Designed to treat septicemia (blood poisoning), Microbivores would be a class of medical nanorobots, made of a diamondoid arrangement of atoms, that target harmful pathogens within the bloodstream. These nanorobots are hypothesized to be 1000 times faster and 80 times more effective than the body’s natural phagocytes, and can be applied to a variety of medical practices. The Microbivores would consist of 4 main functional groups: a reversible binding site, telescoping grapples, morcellation chamber, and digestion chamber. The reversible binding sites use ligand receptors on the nanorobot to identify a bacteria based on the content of its cellular membrane, or other characteristic materials. Once identified, telescoping grapples would maneuver the bacteria or virus into the morcellation chamber where the pathogen could be cut into digestible pieces for enzymatic digestion. Harmless waste materials would be released into the bloodstream and the Microbivores cycled out of the blood through nanapheresis.
Not only would Microbivores offer faster, more effective treatment to septicemia, they could also be applied as sterilization agents or as a valuable tool in molecular biopsy. Nanorobots can be used in biopsy to detect and capture a potential pathogen intact, then be retrieved for analysis and treatment evaluation, decreasing the need for broad spectrum antibiotics like ampicillin, which can indiscriminately destroy helpful, naturally occurring bacteria in the body. The design for Microbivores could potentially be applied to create artificial red blood cells and platelets as well.

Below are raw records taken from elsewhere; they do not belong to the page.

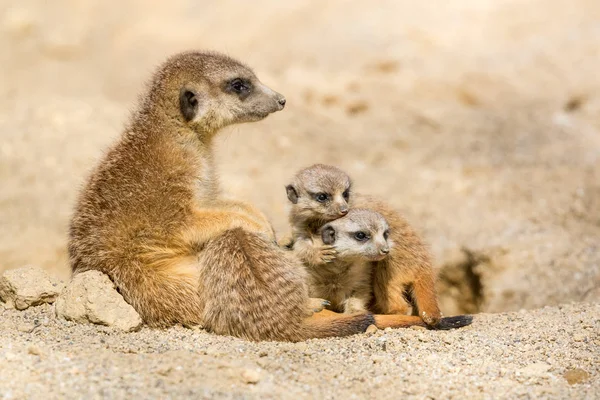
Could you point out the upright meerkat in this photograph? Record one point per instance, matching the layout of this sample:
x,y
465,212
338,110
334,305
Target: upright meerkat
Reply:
x,y
360,239
322,193
152,218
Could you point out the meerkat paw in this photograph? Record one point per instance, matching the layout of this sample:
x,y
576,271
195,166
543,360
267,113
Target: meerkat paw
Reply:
x,y
458,321
326,254
316,304
431,318
354,305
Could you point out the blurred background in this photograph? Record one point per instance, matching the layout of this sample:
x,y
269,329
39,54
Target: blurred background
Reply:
x,y
479,119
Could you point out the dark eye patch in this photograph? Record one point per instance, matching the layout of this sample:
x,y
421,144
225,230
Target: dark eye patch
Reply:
x,y
321,197
361,236
240,86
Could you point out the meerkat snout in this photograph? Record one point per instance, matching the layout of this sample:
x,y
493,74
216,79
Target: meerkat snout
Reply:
x,y
361,234
319,192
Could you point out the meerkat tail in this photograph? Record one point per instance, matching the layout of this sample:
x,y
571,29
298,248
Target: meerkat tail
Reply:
x,y
254,291
164,291
405,321
329,324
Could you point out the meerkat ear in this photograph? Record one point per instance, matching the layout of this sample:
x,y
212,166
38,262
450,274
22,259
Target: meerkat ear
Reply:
x,y
189,103
292,194
328,235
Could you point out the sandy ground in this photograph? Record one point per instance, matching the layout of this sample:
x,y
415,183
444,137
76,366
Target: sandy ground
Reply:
x,y
499,356
480,119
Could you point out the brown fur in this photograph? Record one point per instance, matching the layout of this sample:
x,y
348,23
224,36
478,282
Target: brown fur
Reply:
x,y
347,281
406,271
151,216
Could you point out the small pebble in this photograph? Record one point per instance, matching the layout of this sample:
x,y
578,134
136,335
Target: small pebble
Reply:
x,y
251,376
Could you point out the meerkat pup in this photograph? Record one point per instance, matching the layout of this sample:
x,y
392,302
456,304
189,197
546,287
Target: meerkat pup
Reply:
x,y
152,217
320,194
360,239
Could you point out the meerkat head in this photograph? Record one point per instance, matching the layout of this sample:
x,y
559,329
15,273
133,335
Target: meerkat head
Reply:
x,y
207,91
320,192
362,234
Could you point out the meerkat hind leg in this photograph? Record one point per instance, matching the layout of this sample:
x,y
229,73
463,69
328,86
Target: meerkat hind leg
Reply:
x,y
354,305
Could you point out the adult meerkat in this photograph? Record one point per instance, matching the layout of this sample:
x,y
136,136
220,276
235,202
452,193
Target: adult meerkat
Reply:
x,y
360,239
152,218
322,193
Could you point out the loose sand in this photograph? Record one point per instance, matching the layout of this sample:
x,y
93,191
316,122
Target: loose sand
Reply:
x,y
480,119
513,355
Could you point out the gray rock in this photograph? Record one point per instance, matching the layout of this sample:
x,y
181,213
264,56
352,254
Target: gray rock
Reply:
x,y
91,297
28,286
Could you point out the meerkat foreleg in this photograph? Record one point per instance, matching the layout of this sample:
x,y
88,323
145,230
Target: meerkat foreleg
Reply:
x,y
425,299
209,223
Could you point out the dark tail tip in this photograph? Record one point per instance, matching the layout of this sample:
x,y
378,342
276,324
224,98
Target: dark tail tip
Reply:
x,y
455,322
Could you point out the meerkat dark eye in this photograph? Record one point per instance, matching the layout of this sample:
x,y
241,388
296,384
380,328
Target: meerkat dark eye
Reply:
x,y
239,86
321,197
361,236
346,194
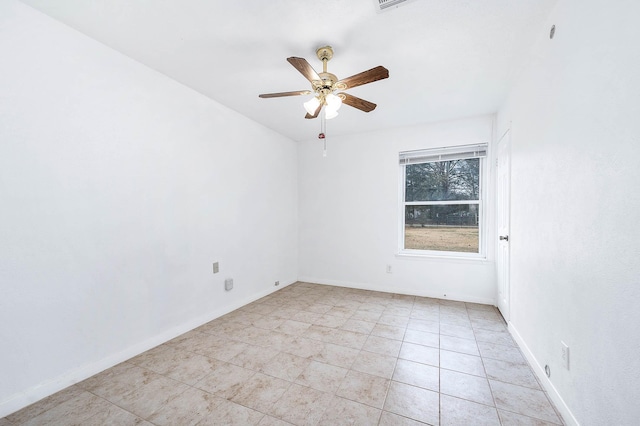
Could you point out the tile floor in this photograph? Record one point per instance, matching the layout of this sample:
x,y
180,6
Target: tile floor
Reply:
x,y
318,355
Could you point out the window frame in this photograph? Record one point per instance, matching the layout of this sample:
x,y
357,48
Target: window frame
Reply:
x,y
449,153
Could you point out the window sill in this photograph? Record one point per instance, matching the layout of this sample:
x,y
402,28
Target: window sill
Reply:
x,y
479,258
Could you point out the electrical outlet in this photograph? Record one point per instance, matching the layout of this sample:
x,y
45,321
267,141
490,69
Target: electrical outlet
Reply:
x,y
565,355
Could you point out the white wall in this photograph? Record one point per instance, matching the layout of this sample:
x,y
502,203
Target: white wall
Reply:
x,y
575,237
118,189
349,214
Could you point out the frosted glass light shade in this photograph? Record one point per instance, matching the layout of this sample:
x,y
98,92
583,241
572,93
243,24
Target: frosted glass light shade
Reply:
x,y
312,105
330,113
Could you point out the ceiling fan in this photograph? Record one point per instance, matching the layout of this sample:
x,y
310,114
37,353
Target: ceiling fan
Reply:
x,y
324,86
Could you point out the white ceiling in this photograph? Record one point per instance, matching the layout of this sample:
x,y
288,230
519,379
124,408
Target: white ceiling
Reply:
x,y
446,58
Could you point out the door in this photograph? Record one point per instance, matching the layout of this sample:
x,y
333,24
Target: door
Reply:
x,y
503,187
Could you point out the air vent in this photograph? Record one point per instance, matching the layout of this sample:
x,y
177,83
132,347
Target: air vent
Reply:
x,y
385,5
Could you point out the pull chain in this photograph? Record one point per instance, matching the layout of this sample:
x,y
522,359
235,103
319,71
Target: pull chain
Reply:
x,y
323,129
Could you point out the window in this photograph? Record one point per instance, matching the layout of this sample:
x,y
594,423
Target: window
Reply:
x,y
442,201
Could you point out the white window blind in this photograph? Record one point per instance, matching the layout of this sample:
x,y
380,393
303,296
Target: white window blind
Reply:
x,y
443,154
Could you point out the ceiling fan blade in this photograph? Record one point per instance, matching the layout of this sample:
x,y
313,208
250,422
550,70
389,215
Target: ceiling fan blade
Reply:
x,y
369,76
305,69
315,114
278,95
356,102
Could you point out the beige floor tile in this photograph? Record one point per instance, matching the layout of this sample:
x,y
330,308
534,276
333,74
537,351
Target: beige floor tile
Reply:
x,y
231,414
293,327
187,408
301,405
501,352
186,367
319,332
225,380
340,356
304,347
423,325
194,341
318,308
460,320
375,364
309,350
260,392
148,398
358,326
413,402
460,412
115,415
395,320
306,316
497,337
514,373
340,311
391,419
331,321
345,412
456,344
388,331
225,351
365,315
272,421
512,419
403,311
457,331
364,388
465,386
521,400
422,338
323,377
419,353
417,374
254,357
114,382
382,345
463,363
269,323
346,338
285,366
429,314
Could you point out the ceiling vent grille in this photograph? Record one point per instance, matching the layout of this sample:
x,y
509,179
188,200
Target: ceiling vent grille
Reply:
x,y
385,5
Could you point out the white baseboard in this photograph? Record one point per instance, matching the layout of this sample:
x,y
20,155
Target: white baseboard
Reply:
x,y
400,290
551,390
22,399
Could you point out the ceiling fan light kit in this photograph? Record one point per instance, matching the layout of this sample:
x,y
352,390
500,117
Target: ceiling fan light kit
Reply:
x,y
327,88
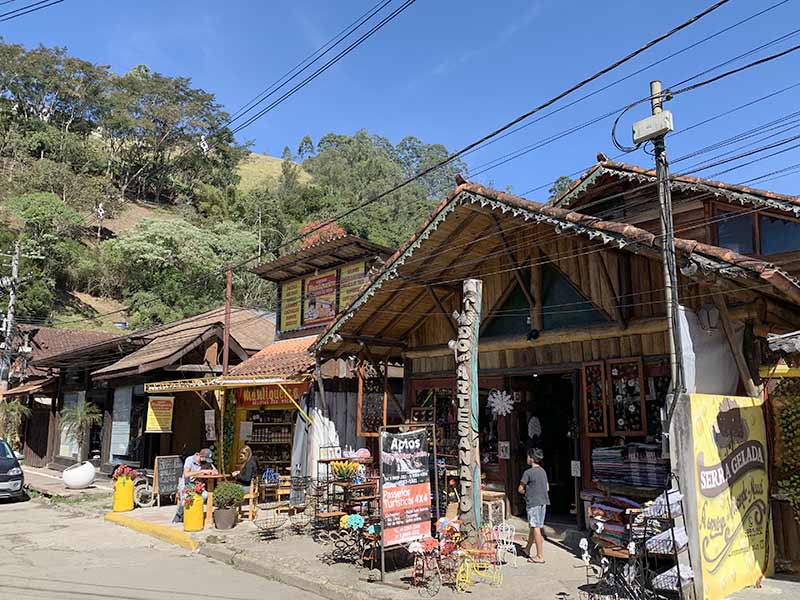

The most significant risk posed by Microbivores is the potential for the long flagellar tails of bacteria to become severed during insertion into the ingestion port, releasing the immunogenic tail into the bloodstream. This biocompatibility issue could be addressed by incorporating a rotating mechanism within the morcellation chamber into the current design. Additional risks and limitations of the nanorobots include their inability to traverse certain cavities in the spleen 1-2 microns in length, potentially blocking the flow of blood in the splenic tissue. Microbiovres are also at risk of being attacked by the body’s natural phagocytes, decreasing their effectiveness and producing an unnecessary immune response from the body.